Les deux derniers types d'images sont à la fois plus difficiles à épingler, et le centre d'une plus grande activité théorique récente, respectivement dans le champ des sciences cognitives et dans celui de la rhétorique.

Un troisième emploi du mot image renvoie ainsi à un événement purement psychologique, à une image mentale éidétique et intrasubjective qui, tant chez l'écrivain que chez le lecteur, ne se constate et ne s'exprime que par un seul détour, forcément postérieur: celui de la mise en parole. C'est ce que Valéry luimême appelle "imagerie mentale", phénomène qui l'a beaucoup et longtemps intrigué25, mais qu'il reste fort précautionneux de ne pas confondre avec d'autres types d'images des deux types précédents. Ce surgissement de l'image sur l'écran mental, sur la scène de théâtre de la conscience, a été au centre des interrogations sur la figure qui ont animé Valéry dans les premiers Cahiers. Son intérêt soutenu pour la métaphore se comprend ainsi à cause de la relation, difficile à saisir du fait de son intrasubjectivité, entre l'image qui se forme mentalement et les codes signifiants. Or, l'imagerie mentale possède cette qualité étonnante, du fait du lieu de son apparition, que de se prolonger dans l'abstraction, dans l'esprit, après qu'on l'a en quelque sorte décollée de son origine visuelle26. Ce type d'image est d'une utilité insigne dans la conceptualisation scientifique:

Dear Faraday!

Le triomphe de l'image mentale-Transposition de l'image physique dans le champ mental.

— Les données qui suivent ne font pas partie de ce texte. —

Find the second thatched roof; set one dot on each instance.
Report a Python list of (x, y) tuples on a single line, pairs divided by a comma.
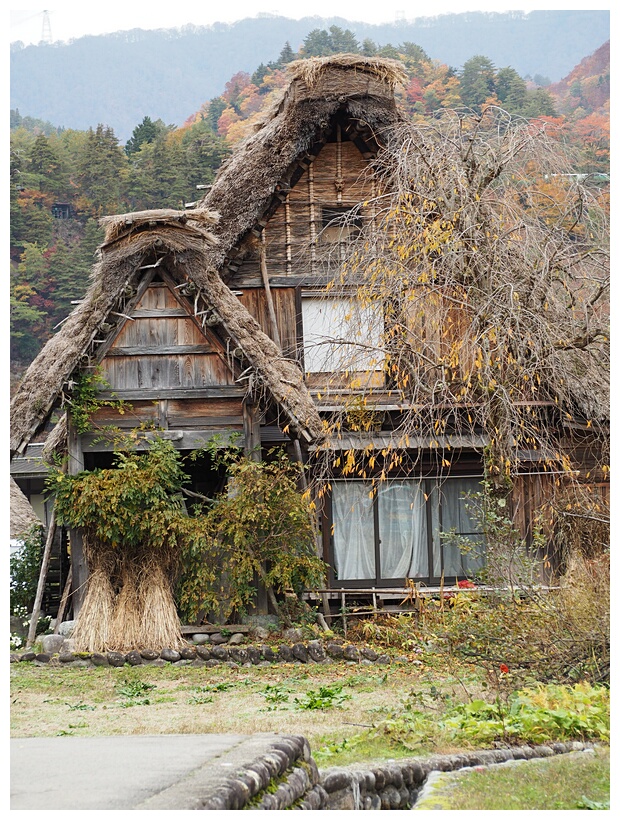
[(181, 240)]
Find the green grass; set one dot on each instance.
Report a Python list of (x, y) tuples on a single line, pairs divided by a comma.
[(574, 781)]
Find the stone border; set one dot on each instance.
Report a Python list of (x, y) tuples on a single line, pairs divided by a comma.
[(397, 784), (241, 777), (312, 652)]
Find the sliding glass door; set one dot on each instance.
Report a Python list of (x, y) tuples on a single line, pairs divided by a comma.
[(404, 529)]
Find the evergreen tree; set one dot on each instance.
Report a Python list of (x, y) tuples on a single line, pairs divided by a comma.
[(258, 77), (539, 103), (204, 152), (343, 41), (389, 51), (369, 47), (102, 170), (287, 54), (477, 81), (147, 131), (317, 43), (511, 90), (216, 107)]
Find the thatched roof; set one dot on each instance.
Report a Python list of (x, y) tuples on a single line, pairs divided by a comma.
[(22, 514), (181, 240), (361, 87)]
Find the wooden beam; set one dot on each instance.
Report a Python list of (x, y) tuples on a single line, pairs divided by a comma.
[(36, 610), (79, 574), (63, 601), (180, 439), (155, 393), (251, 429), (161, 350)]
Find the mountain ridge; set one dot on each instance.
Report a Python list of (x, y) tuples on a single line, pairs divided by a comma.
[(119, 78)]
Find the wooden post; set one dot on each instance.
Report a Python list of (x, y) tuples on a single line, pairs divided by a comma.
[(63, 602), (36, 610), (275, 334), (79, 574), (252, 449)]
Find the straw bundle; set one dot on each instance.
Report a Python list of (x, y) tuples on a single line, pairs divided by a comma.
[(92, 629)]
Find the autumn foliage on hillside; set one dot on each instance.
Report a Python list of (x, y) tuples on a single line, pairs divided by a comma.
[(88, 174)]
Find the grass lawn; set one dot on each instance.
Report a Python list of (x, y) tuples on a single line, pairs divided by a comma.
[(333, 706), (576, 781), (48, 701)]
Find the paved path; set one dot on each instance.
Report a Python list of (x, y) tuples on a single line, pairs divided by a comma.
[(127, 772)]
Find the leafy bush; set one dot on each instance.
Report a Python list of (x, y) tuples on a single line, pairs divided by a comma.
[(260, 528), (25, 566), (322, 698), (539, 715), (532, 715)]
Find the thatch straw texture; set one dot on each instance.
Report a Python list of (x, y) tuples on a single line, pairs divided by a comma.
[(91, 633), (23, 517), (184, 240), (363, 87)]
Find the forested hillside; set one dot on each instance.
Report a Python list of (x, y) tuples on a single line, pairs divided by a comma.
[(62, 180), (119, 78)]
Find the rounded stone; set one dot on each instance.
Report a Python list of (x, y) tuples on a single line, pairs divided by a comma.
[(253, 654), (268, 653), (114, 659), (170, 655), (99, 660), (300, 652), (134, 658), (316, 651), (334, 650), (66, 629), (66, 657), (238, 655), (351, 653), (52, 644), (285, 653)]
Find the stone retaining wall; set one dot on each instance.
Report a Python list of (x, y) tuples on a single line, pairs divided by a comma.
[(397, 784), (59, 652)]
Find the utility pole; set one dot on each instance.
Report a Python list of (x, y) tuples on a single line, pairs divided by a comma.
[(46, 32)]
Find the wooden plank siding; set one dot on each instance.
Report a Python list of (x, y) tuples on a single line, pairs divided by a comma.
[(162, 347)]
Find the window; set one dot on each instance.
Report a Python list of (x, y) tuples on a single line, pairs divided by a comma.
[(341, 335), (401, 531), (339, 224)]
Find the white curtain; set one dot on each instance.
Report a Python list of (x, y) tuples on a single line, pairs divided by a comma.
[(455, 515), (328, 321), (403, 531), (354, 538)]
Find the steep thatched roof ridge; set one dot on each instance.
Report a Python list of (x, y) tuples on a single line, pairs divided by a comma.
[(22, 514), (363, 87), (184, 241)]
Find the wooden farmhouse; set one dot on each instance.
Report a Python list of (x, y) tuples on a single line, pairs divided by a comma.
[(216, 321)]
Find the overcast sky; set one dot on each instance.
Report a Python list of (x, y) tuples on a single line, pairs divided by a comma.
[(71, 20)]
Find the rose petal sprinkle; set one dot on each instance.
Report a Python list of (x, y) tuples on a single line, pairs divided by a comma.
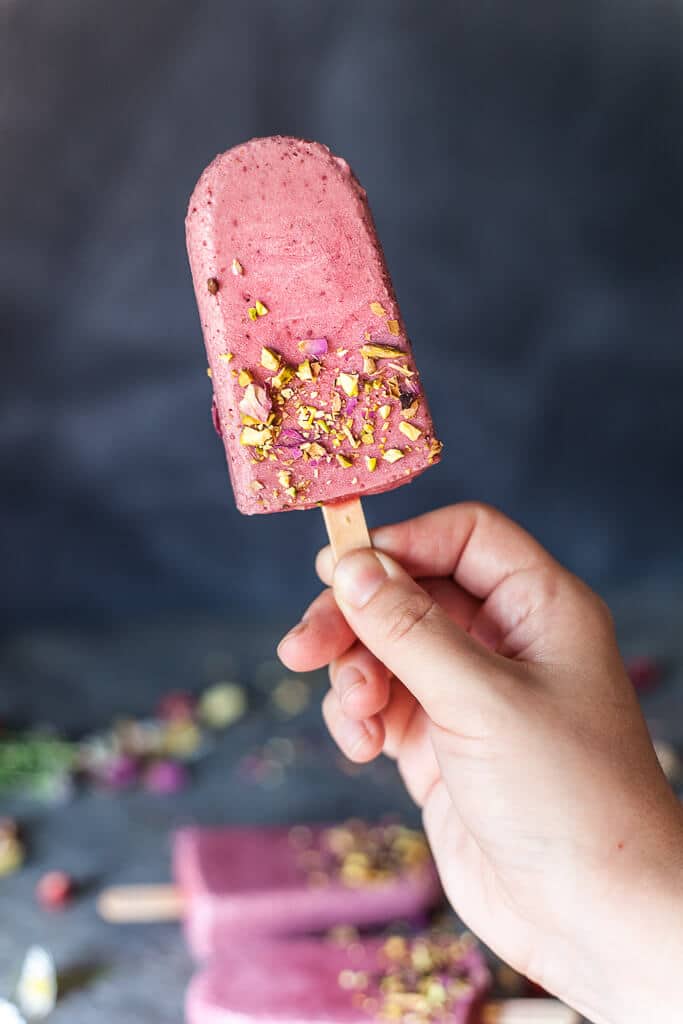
[(256, 403), (315, 347)]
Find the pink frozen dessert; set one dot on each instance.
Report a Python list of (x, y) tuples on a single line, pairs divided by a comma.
[(316, 395), (440, 978), (270, 882)]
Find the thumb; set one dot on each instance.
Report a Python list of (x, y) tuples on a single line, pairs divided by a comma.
[(407, 630)]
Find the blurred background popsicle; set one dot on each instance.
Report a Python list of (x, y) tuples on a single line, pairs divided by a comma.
[(269, 882), (311, 981)]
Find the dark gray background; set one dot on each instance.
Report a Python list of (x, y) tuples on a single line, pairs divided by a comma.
[(524, 163)]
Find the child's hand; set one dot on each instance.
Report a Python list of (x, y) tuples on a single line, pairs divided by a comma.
[(497, 684)]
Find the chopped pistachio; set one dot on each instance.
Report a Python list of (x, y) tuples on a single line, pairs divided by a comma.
[(402, 370), (255, 437), (381, 351), (269, 359), (351, 439), (314, 451), (348, 383), (410, 430), (435, 449), (285, 375), (304, 373)]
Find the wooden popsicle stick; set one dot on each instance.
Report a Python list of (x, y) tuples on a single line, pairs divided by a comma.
[(346, 527), (528, 1012), (134, 904)]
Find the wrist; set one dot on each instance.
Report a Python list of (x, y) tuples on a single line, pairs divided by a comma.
[(632, 938)]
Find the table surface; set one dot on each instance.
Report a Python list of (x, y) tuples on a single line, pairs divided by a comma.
[(80, 680)]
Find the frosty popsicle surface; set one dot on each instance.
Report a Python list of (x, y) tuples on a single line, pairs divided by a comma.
[(316, 395)]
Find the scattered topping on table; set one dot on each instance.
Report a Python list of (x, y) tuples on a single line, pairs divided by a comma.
[(222, 705), (12, 853), (176, 705), (291, 696), (54, 890), (166, 777)]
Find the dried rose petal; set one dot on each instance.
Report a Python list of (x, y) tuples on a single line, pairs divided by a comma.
[(215, 418), (166, 776), (256, 403), (314, 347)]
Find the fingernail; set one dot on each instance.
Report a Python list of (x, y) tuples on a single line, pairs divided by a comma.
[(356, 734), (295, 632), (358, 577), (348, 679)]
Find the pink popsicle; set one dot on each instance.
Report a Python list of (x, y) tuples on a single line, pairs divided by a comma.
[(273, 882), (317, 982), (316, 395)]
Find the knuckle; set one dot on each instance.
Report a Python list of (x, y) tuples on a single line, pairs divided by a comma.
[(408, 614)]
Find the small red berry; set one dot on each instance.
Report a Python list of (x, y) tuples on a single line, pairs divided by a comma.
[(54, 890)]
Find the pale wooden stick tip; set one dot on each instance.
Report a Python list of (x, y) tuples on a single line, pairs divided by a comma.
[(130, 904)]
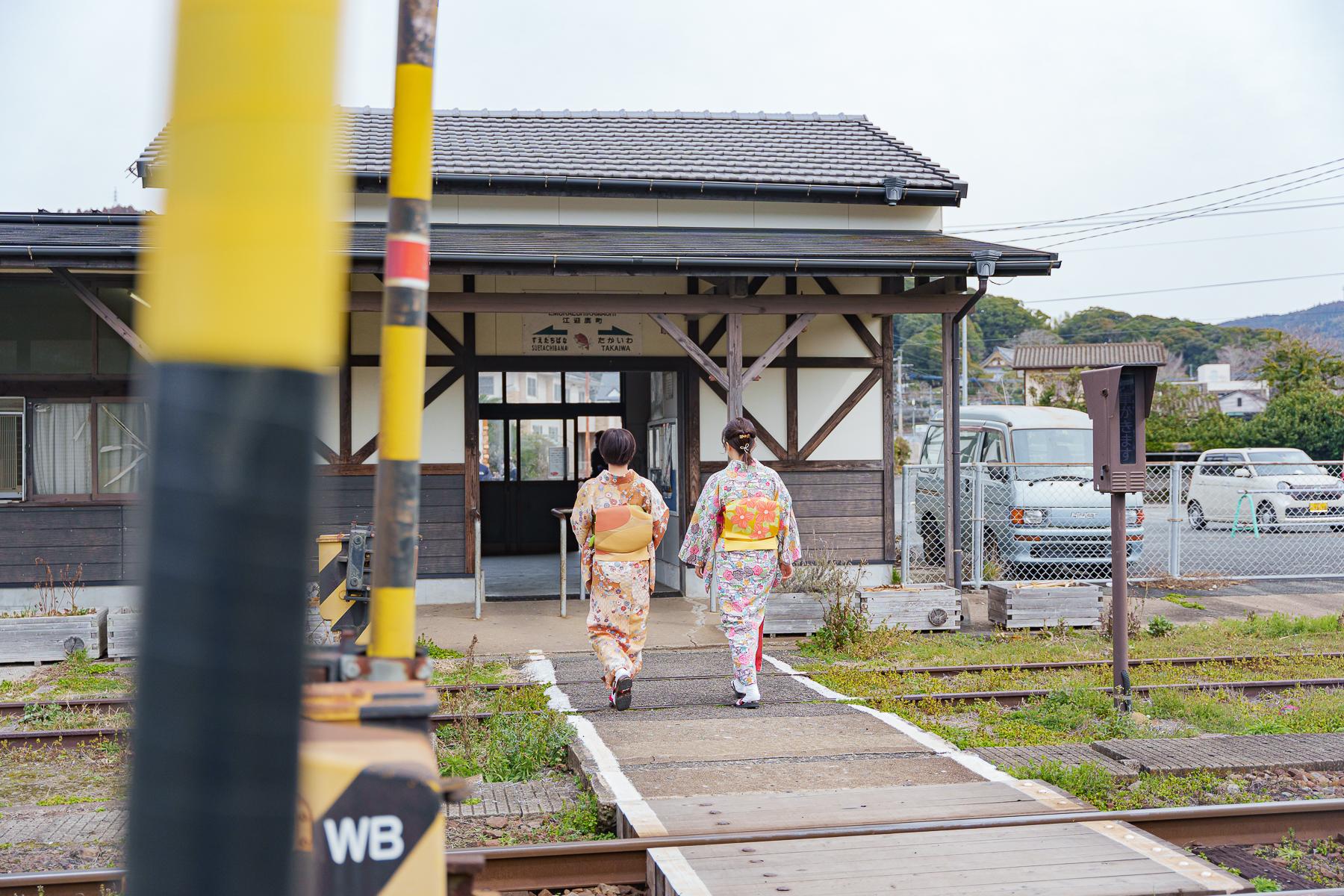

Et ICI, cette image qui visuellement est une figure inerte, prend des "forces". L'oeil ne voit pas de forces [ ... ].

L'image est mieux qu'une réplique, les yeux fermés, d'un objet visible. Elle prend valeur d'excitant d'un développement et devient par là un élément de quelque construction qui la dépasse-dont elle est un effet, un cas particulier, un indice.